Secondo il padre servita Leonardo Cozzando (1694, p. 235) la formazione musicale di Benedetto avvenne sotto la guida di don Pietro Pelli, negli anni Settanta attivo come maestro di cappella nella cattedrale di Brescia nonché, sul versante secolare, come musico di riferimento dell’Accademia degli Erranti.
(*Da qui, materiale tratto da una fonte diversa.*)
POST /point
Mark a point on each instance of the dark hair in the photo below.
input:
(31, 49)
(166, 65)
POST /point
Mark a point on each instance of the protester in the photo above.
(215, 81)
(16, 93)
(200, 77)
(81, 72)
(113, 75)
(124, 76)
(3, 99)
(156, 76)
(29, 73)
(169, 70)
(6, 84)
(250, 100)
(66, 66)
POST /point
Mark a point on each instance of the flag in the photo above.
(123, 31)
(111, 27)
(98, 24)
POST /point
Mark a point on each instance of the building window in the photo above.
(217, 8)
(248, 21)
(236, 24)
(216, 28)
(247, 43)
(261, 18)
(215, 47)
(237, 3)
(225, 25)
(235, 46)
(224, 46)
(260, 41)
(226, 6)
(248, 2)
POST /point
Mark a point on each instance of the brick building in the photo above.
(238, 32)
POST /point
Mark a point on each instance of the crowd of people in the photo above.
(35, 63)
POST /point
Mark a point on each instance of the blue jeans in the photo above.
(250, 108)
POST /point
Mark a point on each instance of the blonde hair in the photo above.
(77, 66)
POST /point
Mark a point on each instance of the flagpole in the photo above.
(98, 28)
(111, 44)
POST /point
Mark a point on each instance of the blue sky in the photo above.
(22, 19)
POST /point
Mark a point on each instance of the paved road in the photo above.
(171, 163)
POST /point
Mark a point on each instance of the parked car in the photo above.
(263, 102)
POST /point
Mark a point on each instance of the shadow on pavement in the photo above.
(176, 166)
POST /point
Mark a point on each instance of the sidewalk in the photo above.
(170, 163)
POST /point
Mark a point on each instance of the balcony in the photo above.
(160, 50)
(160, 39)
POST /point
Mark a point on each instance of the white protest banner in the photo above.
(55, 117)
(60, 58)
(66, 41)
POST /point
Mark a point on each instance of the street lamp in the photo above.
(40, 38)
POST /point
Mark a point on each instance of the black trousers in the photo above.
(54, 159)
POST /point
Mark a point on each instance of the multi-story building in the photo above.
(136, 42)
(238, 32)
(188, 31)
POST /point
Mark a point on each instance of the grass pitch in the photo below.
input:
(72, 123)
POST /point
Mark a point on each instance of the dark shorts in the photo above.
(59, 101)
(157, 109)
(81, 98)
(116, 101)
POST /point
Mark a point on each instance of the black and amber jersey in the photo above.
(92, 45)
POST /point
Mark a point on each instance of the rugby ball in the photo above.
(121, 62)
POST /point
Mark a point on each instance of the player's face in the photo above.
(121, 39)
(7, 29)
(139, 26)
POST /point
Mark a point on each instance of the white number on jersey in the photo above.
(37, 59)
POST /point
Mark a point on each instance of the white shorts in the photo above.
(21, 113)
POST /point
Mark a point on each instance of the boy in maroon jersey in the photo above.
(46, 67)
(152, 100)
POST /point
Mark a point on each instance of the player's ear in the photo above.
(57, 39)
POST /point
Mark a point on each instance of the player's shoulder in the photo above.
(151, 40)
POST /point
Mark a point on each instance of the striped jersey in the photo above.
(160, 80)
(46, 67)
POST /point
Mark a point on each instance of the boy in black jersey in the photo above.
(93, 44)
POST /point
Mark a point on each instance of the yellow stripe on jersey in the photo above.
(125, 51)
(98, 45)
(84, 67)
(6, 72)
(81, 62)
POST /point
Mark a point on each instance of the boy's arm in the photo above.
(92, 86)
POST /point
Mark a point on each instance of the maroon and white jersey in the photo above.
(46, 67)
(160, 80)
È probabile che Pelli provenisse dalla florida scuola dell’organista e compositore Francesco Turini, che per alcuni decenni, anche secondo la testimonianza di Claudio Monteverdi, costituì un importante punto di riferimento per i musicisti dell’area lombarda. Il tradizionale apprendistato nell’organo e nella composizione di musiche da chiesa fu integrato con la pratica dei generi profani vocali e strumentali allora più apprezzati. È probabile che Benedetto sia stato messo in contatto dal cugino Fortunato con Laura Pico della Mirandola, moglie di Ferdinando Gonzaga, principe di Castiglione delle Stiviere, cui nel 1687, all’età di ventun anni, dedicò la sua prima raccolta musicale, Suonate da camera a tre, op. 1 (Venezia 1687). Sul frontespizio si dichiarava maestro di cappella di questo principe, ma non è improbabile che si trattasse di un titolo puramente onorifico o esercitato in absentia. Nel frattempo, il 27 dicembre 1685, il musicista aveva sposato Veronica Illuminati, che quattro mesi più tardi avrebbe dato alla luce il primogenito Lodovico, a sua volta seguito, nel decennio successivo, da altri cinque figli maschi.
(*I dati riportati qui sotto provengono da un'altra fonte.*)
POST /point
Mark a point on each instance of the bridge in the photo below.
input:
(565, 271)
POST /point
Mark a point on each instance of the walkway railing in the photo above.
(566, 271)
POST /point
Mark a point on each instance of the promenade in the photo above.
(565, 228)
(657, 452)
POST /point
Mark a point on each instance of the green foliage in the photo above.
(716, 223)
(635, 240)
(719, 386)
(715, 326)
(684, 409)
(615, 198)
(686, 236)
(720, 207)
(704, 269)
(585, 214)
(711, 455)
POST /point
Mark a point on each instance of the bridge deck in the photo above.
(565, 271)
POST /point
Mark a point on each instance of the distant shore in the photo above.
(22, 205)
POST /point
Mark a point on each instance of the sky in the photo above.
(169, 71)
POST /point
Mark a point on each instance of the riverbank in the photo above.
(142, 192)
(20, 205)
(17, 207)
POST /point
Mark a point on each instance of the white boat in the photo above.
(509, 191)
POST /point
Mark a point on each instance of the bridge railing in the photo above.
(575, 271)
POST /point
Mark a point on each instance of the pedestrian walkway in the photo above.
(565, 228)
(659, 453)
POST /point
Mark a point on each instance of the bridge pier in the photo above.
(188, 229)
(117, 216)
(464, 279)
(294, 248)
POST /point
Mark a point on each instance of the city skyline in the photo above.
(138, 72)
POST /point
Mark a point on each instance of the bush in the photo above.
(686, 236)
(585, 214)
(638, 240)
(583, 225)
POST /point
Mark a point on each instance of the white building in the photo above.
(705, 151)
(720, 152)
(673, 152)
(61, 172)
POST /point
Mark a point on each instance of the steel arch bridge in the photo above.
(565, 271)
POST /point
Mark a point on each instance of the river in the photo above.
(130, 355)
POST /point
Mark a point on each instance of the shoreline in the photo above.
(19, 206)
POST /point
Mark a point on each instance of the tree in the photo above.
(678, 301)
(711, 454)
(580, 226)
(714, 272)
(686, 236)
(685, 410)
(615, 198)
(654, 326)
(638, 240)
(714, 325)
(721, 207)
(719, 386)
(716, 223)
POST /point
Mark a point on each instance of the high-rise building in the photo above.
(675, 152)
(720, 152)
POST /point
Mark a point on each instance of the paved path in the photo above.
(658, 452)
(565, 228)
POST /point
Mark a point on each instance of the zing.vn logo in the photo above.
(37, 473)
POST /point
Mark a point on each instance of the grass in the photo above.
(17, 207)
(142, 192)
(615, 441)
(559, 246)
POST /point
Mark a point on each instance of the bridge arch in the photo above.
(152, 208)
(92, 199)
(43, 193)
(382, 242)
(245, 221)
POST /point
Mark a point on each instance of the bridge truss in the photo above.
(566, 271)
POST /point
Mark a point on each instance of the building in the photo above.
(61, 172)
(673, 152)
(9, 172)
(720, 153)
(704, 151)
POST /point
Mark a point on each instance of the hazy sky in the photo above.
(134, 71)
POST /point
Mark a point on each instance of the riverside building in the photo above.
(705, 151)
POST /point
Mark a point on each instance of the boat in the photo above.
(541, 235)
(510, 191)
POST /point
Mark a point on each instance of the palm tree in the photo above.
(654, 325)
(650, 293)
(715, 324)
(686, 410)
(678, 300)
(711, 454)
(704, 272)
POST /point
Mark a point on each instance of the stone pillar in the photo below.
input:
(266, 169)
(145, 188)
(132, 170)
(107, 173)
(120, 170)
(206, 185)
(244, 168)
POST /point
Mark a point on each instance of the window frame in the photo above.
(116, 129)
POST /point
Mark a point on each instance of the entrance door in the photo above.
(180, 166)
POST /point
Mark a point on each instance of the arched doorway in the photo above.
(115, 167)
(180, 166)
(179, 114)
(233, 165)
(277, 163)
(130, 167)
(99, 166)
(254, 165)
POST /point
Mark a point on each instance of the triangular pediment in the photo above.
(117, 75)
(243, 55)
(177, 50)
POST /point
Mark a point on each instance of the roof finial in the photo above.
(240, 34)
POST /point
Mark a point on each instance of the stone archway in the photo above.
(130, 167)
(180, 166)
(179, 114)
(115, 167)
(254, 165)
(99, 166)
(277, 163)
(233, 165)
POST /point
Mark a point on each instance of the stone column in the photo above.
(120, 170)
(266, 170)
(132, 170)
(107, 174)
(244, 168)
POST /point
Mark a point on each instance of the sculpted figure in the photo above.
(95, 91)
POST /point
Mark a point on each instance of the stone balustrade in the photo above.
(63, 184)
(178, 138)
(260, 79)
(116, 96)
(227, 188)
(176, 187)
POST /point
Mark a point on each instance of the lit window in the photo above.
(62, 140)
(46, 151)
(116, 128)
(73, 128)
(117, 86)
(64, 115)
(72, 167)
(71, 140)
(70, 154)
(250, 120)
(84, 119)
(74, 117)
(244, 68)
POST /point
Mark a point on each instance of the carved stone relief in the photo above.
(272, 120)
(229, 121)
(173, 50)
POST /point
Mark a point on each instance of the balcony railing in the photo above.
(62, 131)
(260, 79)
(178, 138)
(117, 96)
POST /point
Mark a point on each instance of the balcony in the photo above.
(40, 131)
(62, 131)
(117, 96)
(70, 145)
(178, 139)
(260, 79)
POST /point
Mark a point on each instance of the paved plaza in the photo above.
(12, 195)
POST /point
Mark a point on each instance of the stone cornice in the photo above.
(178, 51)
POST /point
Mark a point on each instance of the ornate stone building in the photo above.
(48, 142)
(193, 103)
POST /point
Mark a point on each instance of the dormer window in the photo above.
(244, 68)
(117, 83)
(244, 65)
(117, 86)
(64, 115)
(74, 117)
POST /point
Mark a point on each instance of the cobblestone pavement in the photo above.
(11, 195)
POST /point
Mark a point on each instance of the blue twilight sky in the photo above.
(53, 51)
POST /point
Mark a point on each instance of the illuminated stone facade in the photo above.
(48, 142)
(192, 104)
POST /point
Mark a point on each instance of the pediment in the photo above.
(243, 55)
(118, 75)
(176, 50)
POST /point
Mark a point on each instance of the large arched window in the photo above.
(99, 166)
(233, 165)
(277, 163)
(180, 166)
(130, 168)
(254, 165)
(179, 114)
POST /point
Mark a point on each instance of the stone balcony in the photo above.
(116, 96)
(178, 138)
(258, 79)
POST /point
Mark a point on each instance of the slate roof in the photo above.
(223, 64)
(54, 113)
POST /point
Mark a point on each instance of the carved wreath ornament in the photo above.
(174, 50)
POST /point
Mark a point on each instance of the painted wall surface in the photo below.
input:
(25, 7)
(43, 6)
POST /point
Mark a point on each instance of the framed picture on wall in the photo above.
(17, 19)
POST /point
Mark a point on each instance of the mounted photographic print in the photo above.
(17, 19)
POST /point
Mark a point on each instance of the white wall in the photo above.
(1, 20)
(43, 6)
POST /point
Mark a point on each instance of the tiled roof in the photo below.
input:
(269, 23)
Cozzando dà notizia di una seconda opera a stampa, oggi perduta, Il consiglio delli amanti, overo Cantate da camera a voce sola (Venezia 1688; due cantate contenute nel ms. Vm.7 30 III della Bibliothèque nationale de France potrebbero esserne un vestigio: cfr. Talbot, 1994a, p. 160). L’opera fu dedicata a Ferdinando de’ Medici, principe ereditario di Toscana, in quegli anni assai noto come intenditore di musica e ricercato come patrono. Proprio in quell’anno Ferdinando fu in viaggio nei territori della Serenissima, e l’ipotesi di un incontro con Vinaccesi è plausibile. Da un inventario librario olandese di metà Settecento risulta che la raccolta fosse numerata come «Opera terza». In effetti un’«Opera seconda» di Vinaccesi – una serie di dodici sonate da chiesa a tre dal titolo Sfere armoniche, di cui rimane oggi la sola parte dell’organo (Venezia 1692) – uscì soltanto quattro anni dopo la perduta opera terza: lì, nell’avvertenza, l’autore dichiara che, «venendo alla luce questa mia terz’opera sotto il numero di seconda», l’«ordine» ne «venne prevertito da un supremo comando». Si congettura che la numerazione del Consiglio delli amanti fosse stata anticipata ad arte per compiacere il dedicatario: il giovane principe, se solo non fosse premorto al genitore Cosimo III, sarebbe infatti assurto al trono di Toscana come terzo granduca di nome Ferdinando (Talbot, 1994a, p. 33). Le sonate dell’opera seconda vennero invece dedicate al conte bresciano Alemanno Gambara, lontano cugino di Annibale Gambara cui Antonio Vivaldi avrebbe rivolto nel 1705 la propria raccolta d’esordio. Nel frontespizio Vinaccesi vantò per la prima volta il titolo di cavaliere (è dunque errata la notizia secondo cui il compositore bresciano avrebbe ricevuto l’onorificenza dal re di Francia Luigi XIV dopo aver composto la serenata Sfoghi di giubilo nel 1704; Caffi, 1854).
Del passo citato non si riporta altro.